You may already know John Green from his young adult novels. A few years back I had the great pleasure of being inside a metaphor, thanks to the Green brothers and their merry band of Nerdfighters. My own high school was a stop on their Nerdfighting tour. To be an adult back inside Menchville High's auditorium with a bunch of teens being their awesome nerdy selves was a delicious moment in time. And you know how much English teachers like metaphors. Which brings me to...

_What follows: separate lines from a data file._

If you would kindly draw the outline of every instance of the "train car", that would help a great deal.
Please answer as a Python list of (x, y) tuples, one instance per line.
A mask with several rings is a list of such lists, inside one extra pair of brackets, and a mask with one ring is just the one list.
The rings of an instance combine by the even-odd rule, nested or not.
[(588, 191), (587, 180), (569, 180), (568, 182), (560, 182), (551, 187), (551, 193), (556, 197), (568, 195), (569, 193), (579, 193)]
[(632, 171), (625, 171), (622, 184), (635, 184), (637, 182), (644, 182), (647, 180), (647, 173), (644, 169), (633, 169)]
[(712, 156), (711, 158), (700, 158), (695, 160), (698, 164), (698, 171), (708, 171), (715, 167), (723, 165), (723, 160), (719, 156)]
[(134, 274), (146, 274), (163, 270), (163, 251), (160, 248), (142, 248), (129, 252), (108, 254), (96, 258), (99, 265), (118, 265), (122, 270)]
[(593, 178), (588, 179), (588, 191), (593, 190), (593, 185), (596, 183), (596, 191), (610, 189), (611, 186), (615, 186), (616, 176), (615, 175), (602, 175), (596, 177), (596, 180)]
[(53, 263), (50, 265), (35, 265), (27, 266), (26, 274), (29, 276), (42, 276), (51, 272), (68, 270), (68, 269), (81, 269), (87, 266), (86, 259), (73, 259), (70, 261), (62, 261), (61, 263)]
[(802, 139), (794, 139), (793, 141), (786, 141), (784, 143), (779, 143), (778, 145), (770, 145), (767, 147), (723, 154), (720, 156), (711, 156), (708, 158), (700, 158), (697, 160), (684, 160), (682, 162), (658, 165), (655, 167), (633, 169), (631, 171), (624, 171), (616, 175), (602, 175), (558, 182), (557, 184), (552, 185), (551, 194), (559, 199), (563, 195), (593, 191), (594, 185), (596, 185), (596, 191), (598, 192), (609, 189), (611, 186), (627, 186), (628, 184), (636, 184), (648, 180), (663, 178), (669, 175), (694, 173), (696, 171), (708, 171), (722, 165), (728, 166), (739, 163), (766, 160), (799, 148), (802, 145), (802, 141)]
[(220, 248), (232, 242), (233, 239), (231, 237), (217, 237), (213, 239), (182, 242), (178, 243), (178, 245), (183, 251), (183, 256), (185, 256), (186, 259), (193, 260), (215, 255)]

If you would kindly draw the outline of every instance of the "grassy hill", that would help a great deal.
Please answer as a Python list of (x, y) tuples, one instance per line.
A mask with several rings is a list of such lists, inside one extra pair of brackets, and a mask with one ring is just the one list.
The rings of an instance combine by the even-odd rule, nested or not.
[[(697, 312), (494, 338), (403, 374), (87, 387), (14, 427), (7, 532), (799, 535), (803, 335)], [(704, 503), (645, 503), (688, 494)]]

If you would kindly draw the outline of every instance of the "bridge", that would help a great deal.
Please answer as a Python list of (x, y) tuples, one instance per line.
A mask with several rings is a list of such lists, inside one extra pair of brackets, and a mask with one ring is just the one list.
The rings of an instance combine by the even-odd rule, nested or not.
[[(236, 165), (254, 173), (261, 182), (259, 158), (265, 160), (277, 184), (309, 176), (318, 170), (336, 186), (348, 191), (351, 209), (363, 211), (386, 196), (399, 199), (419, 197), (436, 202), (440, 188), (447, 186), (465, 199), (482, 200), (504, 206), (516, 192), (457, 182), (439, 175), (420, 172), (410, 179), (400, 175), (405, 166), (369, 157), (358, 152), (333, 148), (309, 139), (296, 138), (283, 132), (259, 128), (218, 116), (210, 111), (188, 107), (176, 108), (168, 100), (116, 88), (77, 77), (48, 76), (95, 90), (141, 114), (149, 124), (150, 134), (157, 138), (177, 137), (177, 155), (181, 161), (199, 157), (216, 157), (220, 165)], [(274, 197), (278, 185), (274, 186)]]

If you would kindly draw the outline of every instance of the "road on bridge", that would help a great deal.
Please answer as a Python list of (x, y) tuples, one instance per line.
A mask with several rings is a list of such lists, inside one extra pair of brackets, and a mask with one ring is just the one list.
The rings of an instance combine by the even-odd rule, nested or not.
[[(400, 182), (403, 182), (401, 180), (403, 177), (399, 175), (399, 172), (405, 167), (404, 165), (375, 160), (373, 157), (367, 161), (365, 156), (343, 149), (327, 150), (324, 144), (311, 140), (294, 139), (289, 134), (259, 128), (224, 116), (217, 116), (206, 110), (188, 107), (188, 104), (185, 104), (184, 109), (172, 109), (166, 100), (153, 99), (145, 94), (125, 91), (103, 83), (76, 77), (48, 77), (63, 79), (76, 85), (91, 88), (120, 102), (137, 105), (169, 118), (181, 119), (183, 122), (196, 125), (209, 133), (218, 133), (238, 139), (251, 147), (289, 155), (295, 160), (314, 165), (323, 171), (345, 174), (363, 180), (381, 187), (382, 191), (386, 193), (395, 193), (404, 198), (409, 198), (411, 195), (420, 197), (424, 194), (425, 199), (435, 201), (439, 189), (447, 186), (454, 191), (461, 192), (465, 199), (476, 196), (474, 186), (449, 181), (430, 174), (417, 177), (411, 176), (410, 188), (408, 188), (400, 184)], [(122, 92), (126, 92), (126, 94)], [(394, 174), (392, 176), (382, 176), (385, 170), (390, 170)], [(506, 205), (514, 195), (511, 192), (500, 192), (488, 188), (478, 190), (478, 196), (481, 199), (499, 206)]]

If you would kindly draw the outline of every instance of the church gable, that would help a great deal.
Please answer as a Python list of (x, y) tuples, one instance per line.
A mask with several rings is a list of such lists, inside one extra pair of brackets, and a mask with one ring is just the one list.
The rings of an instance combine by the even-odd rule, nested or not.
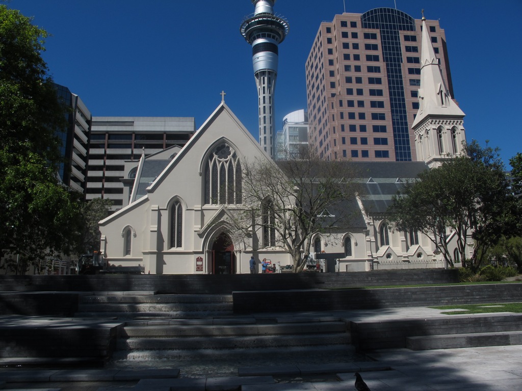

In short, this book is about two teens whose day-to-day dealings with mortality insist that they make awesomeness a requirement. Hazel and Gus will make you blush and give you goosebumps for all the right reasons. You will get a little misty. I did. It happened during a round of applause at the Anne Frank House. Anne Frank is one of the strongest cases for never forgetting to be awesome. This metaphor is the main reason I got the sniffles when Mr. Green took this dear reader into the world famous hiding place. I could go on and on, but so many others already have.
Here's the thing about John Green. He's on my secret list of truly lovely people on this earth. Mr. Green inspires teens to be who they are and share this sweet feeling of self-acceptance with others. His fictional characters are bright, witty, sly and deep...a task best undertaken by writers with the same qualities.
As I stood at the back of a long line of teenagers waiting to get my first edition of Looking for Alaska signed, I recalled my classmates from Menchville and thought about the young people in front of me. How many of them got the "awesome" message from the people in their lives? Who cherished them for who they were and are? And here's how cool John Green is. When I finally got to the front of the line, I opened my copy of Alaska and placed it in front of him to sign and he told me that his signature would bring the value of the book down. As if I would ever sell it. I asked him to sign it anyway. He did.